Earlier, Mrs Dowler and her husband Bob were the first witnesses to give evidence and said the hacking of Milly's phone had given them false hope that she was still alive.

She said they had called the 13-year-old's phone repeatedly in the weeks after she went missing, but the voicemail had become full.

Mrs Dowler said she could access it again later on because some of the messages were deleted after the detective working for the News of the World (NoW) had hacked the phone number.

And she recalled telling friends "she's picked up her voicemail, she's picked up her voicemail".

Media caption,

Sally Dowler describes how she thought Milly was alive when her voicemail clicked in.

She added: "When we heard about the hacking that was the first thing I thought."

The private detective concerned, Glenn Mulcaire, later issued a statement denying he had been responsible for deleting messages from Milly's mobile.

It was nine years later during the trial of their daughter's killer that they were told by police her phone had been hacked.

Milly was murdered after being abducted on her way home from school in Walton-on-Thames, Surrey, in March 2002.

Her killer - former nightclub bouncer Levi Bellfield - was found guilty in June 2011 and given a whole life prison tariff.

Mrs Dowler told the inquiry: "As soon as I was told it was about phone hacking, literally I didn't sleep for about three nights because you replay everything in your mind and just think, 'oh, that makes sense now, that makes sense'."

The couple also described how they were secretly photographed as they privately reconstructed Milly's last walk, seven weeks after she disappeared.

Mrs Dowler said: "We put out missing leaflets and a telephone number. That number had changed and I was checking to see if the right poster was up and I was touching the posters to see if they were the right ones.

"That Sunday, that photo appeared in the News of the World. I remember seeing it and I was really cross. They had obviously taken the photo with some sort of telephoto lens.
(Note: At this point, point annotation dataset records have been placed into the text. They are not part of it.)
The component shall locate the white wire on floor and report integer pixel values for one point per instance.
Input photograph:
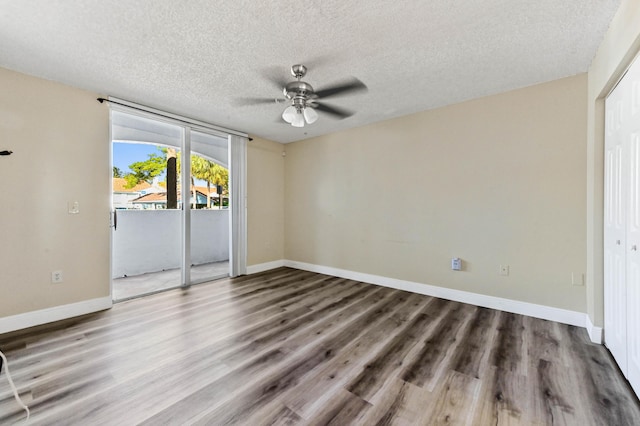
(5, 363)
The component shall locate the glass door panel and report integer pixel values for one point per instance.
(147, 231)
(209, 236)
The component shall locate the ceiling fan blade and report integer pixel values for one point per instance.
(337, 112)
(350, 86)
(276, 76)
(256, 101)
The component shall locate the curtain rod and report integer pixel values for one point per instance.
(171, 117)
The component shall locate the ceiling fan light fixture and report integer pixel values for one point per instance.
(310, 115)
(289, 114)
(298, 120)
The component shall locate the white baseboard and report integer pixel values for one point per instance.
(514, 306)
(261, 267)
(595, 333)
(56, 313)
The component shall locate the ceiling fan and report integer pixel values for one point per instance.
(304, 100)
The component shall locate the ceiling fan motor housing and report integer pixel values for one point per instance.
(299, 92)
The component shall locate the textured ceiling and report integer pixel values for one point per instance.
(199, 58)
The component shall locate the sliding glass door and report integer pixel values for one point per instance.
(209, 207)
(170, 201)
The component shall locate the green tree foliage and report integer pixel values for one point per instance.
(212, 173)
(201, 168)
(146, 170)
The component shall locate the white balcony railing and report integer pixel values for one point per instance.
(150, 240)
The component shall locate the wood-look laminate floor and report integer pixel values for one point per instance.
(293, 347)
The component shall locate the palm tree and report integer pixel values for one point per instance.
(210, 172)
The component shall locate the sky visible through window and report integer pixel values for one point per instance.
(125, 154)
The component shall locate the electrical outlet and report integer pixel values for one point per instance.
(73, 207)
(56, 277)
(577, 279)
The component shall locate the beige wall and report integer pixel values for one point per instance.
(265, 201)
(620, 45)
(60, 139)
(499, 180)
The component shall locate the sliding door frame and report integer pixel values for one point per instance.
(237, 182)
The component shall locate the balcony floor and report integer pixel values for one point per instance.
(154, 282)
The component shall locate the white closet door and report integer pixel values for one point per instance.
(615, 230)
(622, 225)
(631, 135)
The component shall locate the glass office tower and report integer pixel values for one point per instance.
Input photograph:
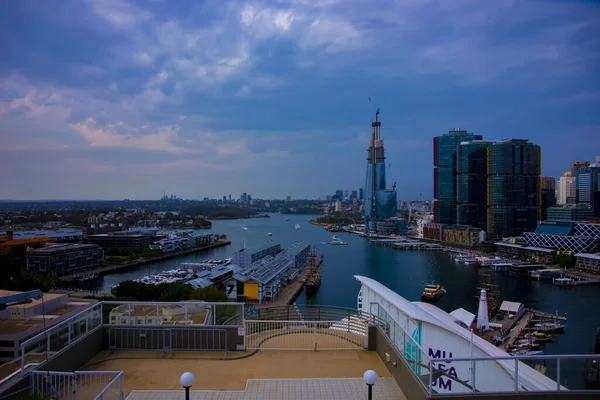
(471, 183)
(444, 173)
(380, 203)
(514, 190)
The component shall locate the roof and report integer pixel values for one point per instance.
(19, 242)
(511, 306)
(61, 247)
(528, 377)
(588, 255)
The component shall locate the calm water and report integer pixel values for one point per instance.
(405, 272)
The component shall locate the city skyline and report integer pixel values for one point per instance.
(111, 99)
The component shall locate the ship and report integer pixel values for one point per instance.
(432, 293)
(337, 241)
(592, 367)
(313, 279)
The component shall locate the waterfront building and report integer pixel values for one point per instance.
(471, 183)
(576, 165)
(380, 203)
(588, 261)
(567, 189)
(244, 257)
(565, 213)
(548, 184)
(445, 172)
(514, 191)
(588, 188)
(25, 314)
(463, 236)
(533, 253)
(109, 240)
(577, 237)
(9, 243)
(64, 258)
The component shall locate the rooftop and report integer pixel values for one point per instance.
(60, 247)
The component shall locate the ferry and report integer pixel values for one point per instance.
(432, 293)
(337, 241)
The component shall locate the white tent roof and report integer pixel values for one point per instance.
(510, 306)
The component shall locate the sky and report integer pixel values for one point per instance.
(114, 99)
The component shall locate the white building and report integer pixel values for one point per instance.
(567, 190)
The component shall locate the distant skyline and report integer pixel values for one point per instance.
(115, 99)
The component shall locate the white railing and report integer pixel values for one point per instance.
(78, 385)
(306, 335)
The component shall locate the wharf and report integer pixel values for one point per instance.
(290, 292)
(110, 268)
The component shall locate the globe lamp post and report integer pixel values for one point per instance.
(370, 378)
(187, 380)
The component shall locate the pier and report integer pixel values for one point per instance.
(290, 292)
(110, 268)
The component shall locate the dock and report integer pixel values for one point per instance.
(110, 268)
(290, 292)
How on earth did they know we were doing the walk on that day?

'Private grief'

"It felt like such an intrusion into a really, really private grief moment."

Mr Dowler was asked what he would say to NoW publisher News International.

He told the inquiry: "We would sincerely hope that News International and other media organisations would look very carefully how they procure, how they obtain information about stories.

Media caption,

Hugh Grant told the inquiry that a girlfriend was pursued by the press during her pregnancy

"Obviously, the ramifications are far greater than what appears in the press."

The inquiry also heard from Graham Shear, a lawyer who represents celebrities and who is an alleged victim of the practice himself.

He said he was shocked to discover that reporters had turned up outside his home moments before he was due to meet clients there.

He also said papers that published "kiss and tell" stories consciously assessed whether the potential costs in damages outweighed the revenues that could be gained through extra sales.

Writer and campaigner Joan Smith told the inquiry she believed her phone was hacked while she was in a relationship with the MP Denis MacShane.

She said: "The tabloid press seems to live in a 1950s world where everyone is supposed to get married and stay married and anything that happens outside that is a story.

"I think we have a tabloid press which is almost infantile in its attitude towards sex and private life."

Prime Minister David Cameron set up the inquiry before Lord Justice Leveson in July in response to revelations that the NoW hacked Milly's phone.